Individuals had to have a diabetes diagnosis to meet the AHRQ definition for DRPH. Because 40% of diabetes in the United States is undiagnosed (27), some visits that should be classified as a DRPH may not be. Also, the self-reported diabetes prevalence obtained from the BRFSS likely underestimates true prevalence, both because not all people with diabetes are aware of their condition (which may vary by race/ethnicity) and because the BRFSS sample excludes people without a telephone, which may include people particularly likely to be hospitalized for diabetes (28). If whites and all AA/PI groups are similarly underestimated, the underestimation would affect point estimates, but not relative rates.

Although we have a comprehensive, state-level data set, we include only 1 state, and it may not be representative of other areas. However, because access to culturally appropriate care may be worse for AA/PI groups in many other settings, our study may actually underestimates AA/PI disparities.

Our analyses are based on administrative data, which have some general limitations (29) and lack some variables that would have been useful, such as demographics (eg, education), modifiable risk factors (eg, obesity), differences in access (eg, having a primary care provider), pathways to care (eg, emergency department vs outpatient setting), or quality of care. We also lack information about the time since a diabetes diagnosis. These are all areas for future research. Also, although the HHIC race/ethnicity data have been verified to be collected consistently across hospitals, this is not guaranteed in all cases. However, in this regard we share these limitations with many studies on this topic because the AHRQ metrics are designed to use administrative data.

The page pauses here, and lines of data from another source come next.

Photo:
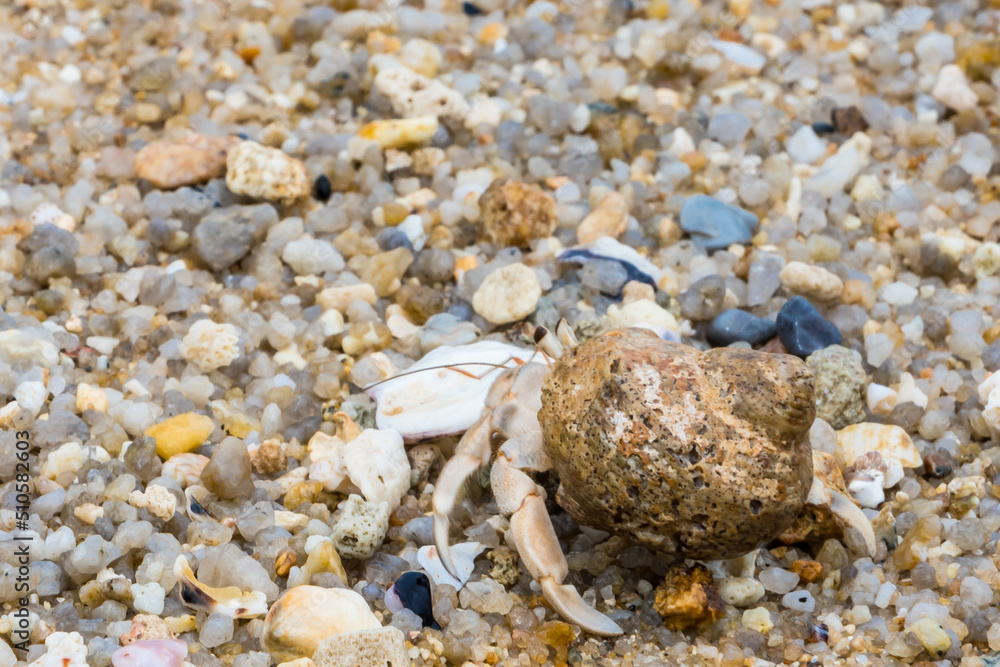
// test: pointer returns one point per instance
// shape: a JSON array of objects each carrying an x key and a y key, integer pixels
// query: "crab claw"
[
  {"x": 828, "y": 491},
  {"x": 570, "y": 605},
  {"x": 472, "y": 453}
]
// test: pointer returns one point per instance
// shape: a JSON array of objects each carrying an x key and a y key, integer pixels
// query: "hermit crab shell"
[
  {"x": 697, "y": 454},
  {"x": 306, "y": 615}
]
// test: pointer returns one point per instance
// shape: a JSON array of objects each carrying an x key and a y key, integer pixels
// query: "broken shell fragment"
[
  {"x": 159, "y": 652},
  {"x": 891, "y": 442},
  {"x": 445, "y": 392},
  {"x": 463, "y": 556},
  {"x": 230, "y": 600},
  {"x": 306, "y": 615}
]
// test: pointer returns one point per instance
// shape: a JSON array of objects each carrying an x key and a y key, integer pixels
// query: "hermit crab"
[{"x": 693, "y": 454}]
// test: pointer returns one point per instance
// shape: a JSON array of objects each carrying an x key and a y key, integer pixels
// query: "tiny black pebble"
[
  {"x": 414, "y": 590},
  {"x": 321, "y": 188}
]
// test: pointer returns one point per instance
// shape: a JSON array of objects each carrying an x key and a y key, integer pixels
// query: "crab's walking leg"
[
  {"x": 473, "y": 452},
  {"x": 518, "y": 496}
]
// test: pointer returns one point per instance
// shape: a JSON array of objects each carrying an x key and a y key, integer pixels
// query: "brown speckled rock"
[
  {"x": 513, "y": 213},
  {"x": 697, "y": 454},
  {"x": 687, "y": 598}
]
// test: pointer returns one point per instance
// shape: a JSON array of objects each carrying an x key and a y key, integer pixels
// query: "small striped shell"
[
  {"x": 306, "y": 615},
  {"x": 891, "y": 442}
]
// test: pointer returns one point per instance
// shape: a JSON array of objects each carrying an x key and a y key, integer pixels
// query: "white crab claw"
[
  {"x": 844, "y": 509},
  {"x": 571, "y": 606},
  {"x": 441, "y": 542}
]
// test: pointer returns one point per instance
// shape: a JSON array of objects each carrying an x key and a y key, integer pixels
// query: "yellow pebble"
[
  {"x": 181, "y": 434},
  {"x": 758, "y": 619},
  {"x": 180, "y": 624}
]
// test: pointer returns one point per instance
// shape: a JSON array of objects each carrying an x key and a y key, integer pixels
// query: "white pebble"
[
  {"x": 799, "y": 601},
  {"x": 778, "y": 580},
  {"x": 148, "y": 598}
]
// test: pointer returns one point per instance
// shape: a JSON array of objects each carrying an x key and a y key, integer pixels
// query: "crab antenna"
[
  {"x": 548, "y": 343},
  {"x": 452, "y": 367},
  {"x": 565, "y": 334}
]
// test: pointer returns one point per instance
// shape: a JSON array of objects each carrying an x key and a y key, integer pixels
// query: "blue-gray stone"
[
  {"x": 803, "y": 330},
  {"x": 736, "y": 325},
  {"x": 715, "y": 225}
]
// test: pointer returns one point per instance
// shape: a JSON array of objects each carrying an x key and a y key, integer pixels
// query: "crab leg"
[
  {"x": 473, "y": 452},
  {"x": 518, "y": 496}
]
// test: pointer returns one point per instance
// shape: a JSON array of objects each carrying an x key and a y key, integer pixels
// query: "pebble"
[
  {"x": 180, "y": 434},
  {"x": 933, "y": 637},
  {"x": 339, "y": 298},
  {"x": 890, "y": 441},
  {"x": 841, "y": 384},
  {"x": 609, "y": 218},
  {"x": 778, "y": 580},
  {"x": 229, "y": 473},
  {"x": 848, "y": 120},
  {"x": 804, "y": 146},
  {"x": 840, "y": 170},
  {"x": 266, "y": 173},
  {"x": 759, "y": 619},
  {"x": 799, "y": 601},
  {"x": 361, "y": 527},
  {"x": 811, "y": 281},
  {"x": 146, "y": 627},
  {"x": 741, "y": 591},
  {"x": 716, "y": 225},
  {"x": 225, "y": 236},
  {"x": 402, "y": 133},
  {"x": 803, "y": 330},
  {"x": 304, "y": 616},
  {"x": 209, "y": 345},
  {"x": 952, "y": 89},
  {"x": 688, "y": 598},
  {"x": 508, "y": 294},
  {"x": 898, "y": 294},
  {"x": 382, "y": 646},
  {"x": 734, "y": 325},
  {"x": 172, "y": 164},
  {"x": 63, "y": 649},
  {"x": 412, "y": 591},
  {"x": 513, "y": 213},
  {"x": 374, "y": 462},
  {"x": 309, "y": 256},
  {"x": 414, "y": 96}
]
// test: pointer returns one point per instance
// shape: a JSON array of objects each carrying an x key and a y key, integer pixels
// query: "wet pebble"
[
  {"x": 736, "y": 325},
  {"x": 803, "y": 330},
  {"x": 714, "y": 224}
]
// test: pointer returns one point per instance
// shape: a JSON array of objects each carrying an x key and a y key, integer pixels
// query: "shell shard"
[
  {"x": 464, "y": 557},
  {"x": 443, "y": 401},
  {"x": 636, "y": 266},
  {"x": 230, "y": 600},
  {"x": 306, "y": 615}
]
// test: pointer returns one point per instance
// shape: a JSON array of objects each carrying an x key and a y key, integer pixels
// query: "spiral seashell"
[{"x": 306, "y": 615}]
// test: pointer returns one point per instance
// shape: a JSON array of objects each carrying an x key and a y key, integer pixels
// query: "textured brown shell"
[{"x": 697, "y": 454}]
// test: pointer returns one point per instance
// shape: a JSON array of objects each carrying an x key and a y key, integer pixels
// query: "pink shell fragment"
[{"x": 151, "y": 653}]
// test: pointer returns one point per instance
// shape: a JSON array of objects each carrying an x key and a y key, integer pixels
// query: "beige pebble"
[
  {"x": 88, "y": 513},
  {"x": 811, "y": 281},
  {"x": 508, "y": 294},
  {"x": 266, "y": 173},
  {"x": 89, "y": 397},
  {"x": 340, "y": 297},
  {"x": 609, "y": 218},
  {"x": 891, "y": 442},
  {"x": 210, "y": 345},
  {"x": 194, "y": 159}
]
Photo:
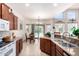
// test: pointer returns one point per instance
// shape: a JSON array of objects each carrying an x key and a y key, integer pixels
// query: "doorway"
[{"x": 39, "y": 31}]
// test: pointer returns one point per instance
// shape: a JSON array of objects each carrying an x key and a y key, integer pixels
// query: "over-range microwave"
[{"x": 4, "y": 25}]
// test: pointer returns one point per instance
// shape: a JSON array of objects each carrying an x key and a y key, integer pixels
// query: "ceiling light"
[
  {"x": 27, "y": 4},
  {"x": 55, "y": 4}
]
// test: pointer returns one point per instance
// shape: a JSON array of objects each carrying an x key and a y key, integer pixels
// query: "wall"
[{"x": 21, "y": 20}]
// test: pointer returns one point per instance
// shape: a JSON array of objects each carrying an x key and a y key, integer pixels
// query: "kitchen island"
[{"x": 55, "y": 48}]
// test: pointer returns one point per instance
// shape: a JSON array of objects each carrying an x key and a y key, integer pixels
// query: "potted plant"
[
  {"x": 48, "y": 34},
  {"x": 76, "y": 32}
]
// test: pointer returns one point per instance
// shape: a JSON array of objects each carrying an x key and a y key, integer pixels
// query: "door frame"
[{"x": 43, "y": 29}]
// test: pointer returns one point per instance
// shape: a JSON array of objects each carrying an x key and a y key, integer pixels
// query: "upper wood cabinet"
[{"x": 4, "y": 11}]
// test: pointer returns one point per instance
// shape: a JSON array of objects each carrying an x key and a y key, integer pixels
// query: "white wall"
[{"x": 18, "y": 32}]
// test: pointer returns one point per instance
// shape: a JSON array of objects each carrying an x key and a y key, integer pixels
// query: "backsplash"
[{"x": 5, "y": 33}]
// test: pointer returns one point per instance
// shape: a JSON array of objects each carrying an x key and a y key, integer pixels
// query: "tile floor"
[{"x": 32, "y": 49}]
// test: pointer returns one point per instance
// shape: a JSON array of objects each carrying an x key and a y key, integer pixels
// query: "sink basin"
[{"x": 65, "y": 44}]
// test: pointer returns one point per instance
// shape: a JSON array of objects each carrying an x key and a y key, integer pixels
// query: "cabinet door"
[
  {"x": 5, "y": 12},
  {"x": 21, "y": 44},
  {"x": 58, "y": 53},
  {"x": 11, "y": 21},
  {"x": 53, "y": 49},
  {"x": 42, "y": 45},
  {"x": 47, "y": 46},
  {"x": 15, "y": 22}
]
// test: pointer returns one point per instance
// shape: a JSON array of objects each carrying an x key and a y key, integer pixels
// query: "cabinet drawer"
[{"x": 59, "y": 49}]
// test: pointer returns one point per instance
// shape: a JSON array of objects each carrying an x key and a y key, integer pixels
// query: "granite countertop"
[{"x": 73, "y": 51}]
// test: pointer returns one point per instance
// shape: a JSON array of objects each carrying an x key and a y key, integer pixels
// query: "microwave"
[{"x": 4, "y": 25}]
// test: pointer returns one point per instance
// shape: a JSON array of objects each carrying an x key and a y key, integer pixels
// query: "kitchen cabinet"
[
  {"x": 4, "y": 11},
  {"x": 15, "y": 23},
  {"x": 11, "y": 21},
  {"x": 6, "y": 14},
  {"x": 49, "y": 47},
  {"x": 53, "y": 49},
  {"x": 42, "y": 45},
  {"x": 19, "y": 46}
]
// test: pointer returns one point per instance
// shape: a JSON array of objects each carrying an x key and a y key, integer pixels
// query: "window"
[
  {"x": 70, "y": 26},
  {"x": 59, "y": 16},
  {"x": 71, "y": 14}
]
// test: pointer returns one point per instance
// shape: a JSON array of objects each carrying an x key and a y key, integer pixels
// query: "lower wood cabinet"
[
  {"x": 45, "y": 45},
  {"x": 19, "y": 46},
  {"x": 49, "y": 47},
  {"x": 53, "y": 48}
]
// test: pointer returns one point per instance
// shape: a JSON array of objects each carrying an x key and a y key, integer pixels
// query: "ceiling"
[{"x": 39, "y": 10}]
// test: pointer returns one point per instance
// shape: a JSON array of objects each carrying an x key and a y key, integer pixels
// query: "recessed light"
[
  {"x": 27, "y": 4},
  {"x": 55, "y": 4}
]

We identified 1,815 hospitalizations by 1,515 elderly patients in a 4-year period in Hawai‘i that were potentially avoidable with better primary care for diabetes. The burdens of these hospitalizations are distributed unevenly across AA/PI populations. The first step in reducing disparities in preventable hospitalizations is documenting such disparities. Although disparities between many other racial/ethnic groups in preventable hospitalizations have been noted (9), AA/PI subgroups have not been well represented in this research. As preventable hospitalizations have received considerable policy attention (8,30) and hidden AA/PI subgroup disparities are receiving increasing focus (2,12–14), this is a timely and important issue.